Economists at major financial institutions in Germany have forecast a slowdown in the country’s economic growth this winter.
Among these experts, in a poll by the German news agency (dpa), Katrina Uttermol, economist at Alliance Insurance Group, said that the German economy should prepare for a difficult situation in the coming months. Eutermol expected the fall indifference to continue.
At the same time, Utermol, like last year, dismissed the winter slump in the economy, believing that weak demand from China was making the problem worse.

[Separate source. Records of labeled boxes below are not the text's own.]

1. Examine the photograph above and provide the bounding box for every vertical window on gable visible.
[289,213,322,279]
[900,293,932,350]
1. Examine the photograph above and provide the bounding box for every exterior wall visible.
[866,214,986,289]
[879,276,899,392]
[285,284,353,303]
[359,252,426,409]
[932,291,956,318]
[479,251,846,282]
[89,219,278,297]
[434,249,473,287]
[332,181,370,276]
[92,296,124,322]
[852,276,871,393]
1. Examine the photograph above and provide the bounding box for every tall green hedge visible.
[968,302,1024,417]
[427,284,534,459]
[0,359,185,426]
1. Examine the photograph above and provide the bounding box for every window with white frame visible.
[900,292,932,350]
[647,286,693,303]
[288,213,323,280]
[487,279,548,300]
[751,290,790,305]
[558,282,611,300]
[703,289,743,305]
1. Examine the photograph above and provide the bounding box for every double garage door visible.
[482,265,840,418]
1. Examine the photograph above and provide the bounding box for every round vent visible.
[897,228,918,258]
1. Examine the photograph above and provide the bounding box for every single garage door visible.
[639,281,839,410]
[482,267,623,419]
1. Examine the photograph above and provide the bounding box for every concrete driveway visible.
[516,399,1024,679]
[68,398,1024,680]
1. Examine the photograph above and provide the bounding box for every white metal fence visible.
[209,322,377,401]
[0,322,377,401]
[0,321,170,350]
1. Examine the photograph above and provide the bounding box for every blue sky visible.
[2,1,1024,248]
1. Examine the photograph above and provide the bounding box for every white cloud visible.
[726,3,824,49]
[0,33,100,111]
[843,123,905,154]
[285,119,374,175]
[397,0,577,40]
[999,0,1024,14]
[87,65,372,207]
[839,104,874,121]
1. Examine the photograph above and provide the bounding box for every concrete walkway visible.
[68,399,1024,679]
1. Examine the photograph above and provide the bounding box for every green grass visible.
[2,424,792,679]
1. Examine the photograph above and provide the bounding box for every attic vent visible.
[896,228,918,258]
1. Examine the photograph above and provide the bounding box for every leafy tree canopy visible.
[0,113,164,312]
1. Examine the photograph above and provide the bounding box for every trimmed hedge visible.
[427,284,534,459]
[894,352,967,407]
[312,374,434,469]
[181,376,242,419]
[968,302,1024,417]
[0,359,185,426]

For his part, Mark Schuttenberg, an economist at the Deutsche Bank Research Center, rejected the rapid recovery, particularly due to rising energy prices and the global microchip supply crisis, and said: â A significant easing of the situation is not expected before the end of spring 2022.
Fritz Kohler-Kebe, an economist at KFW, a government banking group, said the next recovery is expected to be slower than what happened in the spring, adding that it was still difficult to predict how long the shortage of electricity would last. merchandise. And take the production disruptions in the markets. Globalization. The resulting supply problems and sharp price increases, for example, have helped to slow the exit of commodity prices from the crisis.
Shuttenberg rejected the pace of overcoming the supply crunch due to technological demands, some of which were so complex that he currently expected the German economy to grow only 2.5% this year. The economy will pass to next year because it expects a growth of 4.5% in 2022. The need to compensate for the stoppage of production linked to the crisis.